W ukraińskiej stacji telewizyjnej 24TV Wiktor Pylypenko, żołnierz i szef stowarzyszenia „Wojskowi LGBT na rzecz równych praw”, mówił, że osoby LGBT+ zawsze były w wojsku „broniąc ojczyzny przed zagrożeniem rosyjskiej tyranii i imperializmu„. Według danych uzyskanych przez stację, liczba Ukraińców uznających siebie za „przeciwników LGBT” spadła w ostatnim czasie z 60 do 38 proc.
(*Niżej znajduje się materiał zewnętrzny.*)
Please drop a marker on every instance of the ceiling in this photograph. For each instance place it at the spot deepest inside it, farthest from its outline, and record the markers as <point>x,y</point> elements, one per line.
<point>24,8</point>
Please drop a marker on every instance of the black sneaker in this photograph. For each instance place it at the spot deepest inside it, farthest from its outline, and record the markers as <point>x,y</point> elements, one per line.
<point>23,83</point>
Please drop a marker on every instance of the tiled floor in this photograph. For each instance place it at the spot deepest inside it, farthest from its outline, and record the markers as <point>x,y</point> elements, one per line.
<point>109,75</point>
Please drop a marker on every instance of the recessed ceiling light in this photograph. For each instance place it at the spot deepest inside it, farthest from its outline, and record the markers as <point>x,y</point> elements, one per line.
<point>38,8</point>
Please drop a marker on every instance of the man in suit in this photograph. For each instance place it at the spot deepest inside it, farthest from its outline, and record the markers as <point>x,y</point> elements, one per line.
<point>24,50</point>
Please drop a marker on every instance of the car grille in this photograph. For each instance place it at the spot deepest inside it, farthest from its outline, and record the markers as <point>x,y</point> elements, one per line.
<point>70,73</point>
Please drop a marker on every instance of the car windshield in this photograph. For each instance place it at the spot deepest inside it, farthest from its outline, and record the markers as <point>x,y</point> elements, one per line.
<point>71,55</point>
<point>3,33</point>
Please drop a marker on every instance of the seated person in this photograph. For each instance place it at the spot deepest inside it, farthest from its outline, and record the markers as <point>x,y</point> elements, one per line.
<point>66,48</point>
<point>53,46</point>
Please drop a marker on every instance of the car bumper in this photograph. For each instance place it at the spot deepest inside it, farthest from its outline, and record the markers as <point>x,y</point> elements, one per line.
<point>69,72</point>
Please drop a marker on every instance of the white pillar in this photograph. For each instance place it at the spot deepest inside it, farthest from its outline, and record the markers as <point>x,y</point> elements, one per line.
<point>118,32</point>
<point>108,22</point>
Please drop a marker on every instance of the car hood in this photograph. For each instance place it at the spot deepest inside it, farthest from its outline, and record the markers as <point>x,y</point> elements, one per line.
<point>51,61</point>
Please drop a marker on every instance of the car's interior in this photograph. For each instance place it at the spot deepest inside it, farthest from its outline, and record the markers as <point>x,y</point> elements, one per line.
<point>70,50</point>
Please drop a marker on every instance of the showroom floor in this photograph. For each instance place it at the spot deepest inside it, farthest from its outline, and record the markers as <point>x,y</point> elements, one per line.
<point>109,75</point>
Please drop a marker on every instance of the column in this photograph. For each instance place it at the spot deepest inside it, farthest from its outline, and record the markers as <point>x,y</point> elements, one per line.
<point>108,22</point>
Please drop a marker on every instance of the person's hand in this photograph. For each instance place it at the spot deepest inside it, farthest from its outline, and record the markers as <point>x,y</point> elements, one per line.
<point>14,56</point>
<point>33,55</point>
Na początku czerwca na stronie prezydenta Ukrainy pojawiła się elektroniczna petycja w sprawie zalegalizowania małżeństw osób tej samej płci. Wystosowała ją Anastasija Sowenko, 24-letnia nauczycielka z Zaporoża, definiująca siebie jako osobę biseksualną. O tym, dlaczego zdecydowała się wystosować petycję do ukraińskiego rządu, opowiedziała w rozmowie z „The New York Times”. Z jej słów wynika, że przeczytała artykuł o heteroseksualnych żołnierzach i żołnierkach, którzy przed wyruszeniem na wojnę jak najszybciej chcieli poślubić swoich partnerów. Wtedy poczuła złość i frustrację na to, że osoby LGBT nie mają takiej możliwości. Nie będą mogły nawet odwiedzić rannego partnera w szpitalu.
Petycję podpisało już ponad 28,5 tys. osób.
„W tej chwili każdy dzień może być ostatnim. Niech osoby tej samej płci mają możliwość założenia rodziny i mają oficjalny dokument, który to potwierdzi” – napisała Anastasija Sowenko.
Prezydent Ukrainy odpowiada
Jak podaje portal life.pravda.com.ua, prezydent Wołodymyr Zełenski odpowiedział na petycję. Podkreślił, że zgodnie z Konstytucją Ukrainy małżeństwo opiera się na dobrowolnej zgodzie kobiety i mężczyzny. Zaznaczył, że Konstytucja nie może zostać zmieniona w stanie wojennym.
„Dziękuję wszystkim, którzy przyłączyli się do tej petycji za ich aktywną pozycję obywatelską. We współczesnym świecie poziom demokracji społecznej mierzy się w szczególności polityką państwa mającą na celu zapewnienie równych praw wszystkim obywatelom” – czytamy w odpowiedzi prezydenta, zacytowanej przez portal life.pravda.com.ua.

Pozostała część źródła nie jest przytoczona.